HONG KONG — Unlike the Berlin Wall, which began with the division of post-World War II spoils, or the Israeli West Bank barrier, which divides parts of Israel and Palestine, the Shenzhen/Hong Kong fence, or “Frontier Closed Area,” has as much security power as wet tissue paper. It’s extremely permeable, with gaping chain link fence holes and apathetic, inattentive border guards. And it is, by and large, off most people’s radar. This situation of consciously lapsed border crossing defenses is due to a 2012 Hong Kong government directive mandating the gradual reduction of the boundaries between the two Chinas.
Samson Young, an experimental musician and performer, set out to explore Hong Kong identity politics by recording the subtle vibration of the wire fences and adjacent Shenzhen River along that border using simple contact microphones and hydrophones. He then mixed the recordings into sound compositions and transcribed those sounds into graphical musical notations. This forms the basis of this current exhibition, a culmination of a two-year inquiry into Hong Kong’s “Liquid Borders.”
Inside the exhibition, I donned a headset with a portable playback device. The sounds I heard felt like wisps of colliding planets in the stratosphere. When the wind was involved it sounded like approaching trains. I realized I was, in effect, listening to an interpretation of the sound of cracks in ideology, both Hong Kong’s and the Mainland’s. A visual equivalent would be watching the nanoseconds tick by, logged by an electronic geospatial clock.
Young describes his reaction to the shifting landscape in Hong Kong as “confused and angry” and “feels a sense of urgency in trying to leave a trace” of the border as it gradually and imperceptibly fades into a massive, apathetic appropriation. This raises the question about the boundaries of ideological and political appropriation. Mainland China’s encroachment into Hong Kong is fulminating; someone is machete-whacking its investigative journalists, the cost of housing is skyrocketing, and special economic zones are sprouting like weeds.

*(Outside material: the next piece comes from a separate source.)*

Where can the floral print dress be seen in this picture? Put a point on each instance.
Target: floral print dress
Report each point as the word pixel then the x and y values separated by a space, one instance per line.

Most Westerners are not that aware that Hong Kong has its own language (Cantonese, with complex Chinese script), traditions, and customs. It has uncensored internet, and a robust and thriving culture of political dissent. The mainland is slowly injecting a change of standardized language (Mandarin and simplified Chinese script), and buses in its cohorts to stage counter-demonstrations against vital issues such as ‘one person, one vote.’ This is a critically important point, as Hong Kong is set to elect a chief executive in 2017 in a process that is continually being hobbled by the mainland. For instance the public and various political parties are not allowed to submit candidates names, only the party bosses in Beijing are privy to the nomination process. That would be akin to Washington, D.C. submitting names for the mayoral race of New York City, with no input from the local population.
Young’s gesture to sonically archive the remnants of the border before it dissolves will be remembered as a mysterious yet important moment as China draws more of its outlying territorial satellites into the orbit of its mothership.
Liquid Borders runs at am space (Flat 1C, Kingearn Building, 24-26 Aberdeen Street, Hong Kong) through May 8.